My tweets were a shared diary recording conclusions I
arrived at. For a global event, the
things missing that should have been in place prior to any emergency.
•
2.3(a)
Historical Data for a minimum of three years ideally five that included
mortality data & population for diseases. Commonwealth Government historical basic data
on a similar disease or access to preferably State & territory data
totals. This is basic information that
anyone using historic benchmarks e.g. on all diseases in the public domain
should have access to. How can any
community group make accurate Public Submissions on health issues if it can't
get basic information on health? This
data may have been available in medical programs not accessible to the
public. However, in a real major event,
information needs to be out in the public domain fast. No-one knows who the last men or women
standing will be and where information to help can come from. Each & every
community with or without a doctor needs to be able to access resources that
give them a guide. It needs to be pre-circulated in hard copy format, because
we don't know what power or communications will still be manned or access enabled. I had to rebuild national totals for medical
information from various sources to give me milestone determinants to get
historical data.
•
2.3(b)
Accurate information from the National Chief Medical Officer and Minister. Even after weeks of media saturating the news
with reports of COVID19. At no time did I see anything put in the Public domain
showing basic information that could have alleviated public panic. China to
Australia population ratio 1.44Bil:24.6Mil & Australia is about 80% the
size of China. It was a long time before anyone pointed out it was winter
and China's flu season. It was a long time before anyone raised Coronavirus was
from the virus family of the common cold.
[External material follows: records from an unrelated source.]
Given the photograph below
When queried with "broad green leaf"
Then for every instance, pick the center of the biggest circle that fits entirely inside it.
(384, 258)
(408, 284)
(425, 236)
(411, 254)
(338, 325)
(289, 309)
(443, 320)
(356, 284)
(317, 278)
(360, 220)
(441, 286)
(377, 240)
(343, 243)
Had this information been given very early COVID19 panic would not have happened.
This level of panic to be blunt was created.
This was coronavirus with spread likely to be at the same rate as the
flu. I had to rebuild national totals from the information from various sources
to give me milestone determinants to get historical data, but it was achievable
to show worse case scenario on lethal
severity using quantitative data not "high theoretical" Novel
modelling using qualitative data. In my opinion the qualitative data was used
because the figures showed very early that COVID19 was not a major threat.
• 2.3(c) A Chief Medical Officer that is totally independent
of Government, the Opposition & the
Public
Service. Almost all of the early
information I heard from both CMO Murphy and Minister Greg Hunt was poor. It excluded information from other countries
and was poorly researched for what was touted as Novel. On key things like surface life and
recurrence, despite multiple reports from various countries including China all
giving what I consider was key information on same these two stood together and
both discounted same. The incorrect information from these two increased the
panic, because that information was already in the Public domain. This is a democracy. I am not in the least
bit impressed, with any argument that limits my access to health information of
any kind as long as I can see the sources.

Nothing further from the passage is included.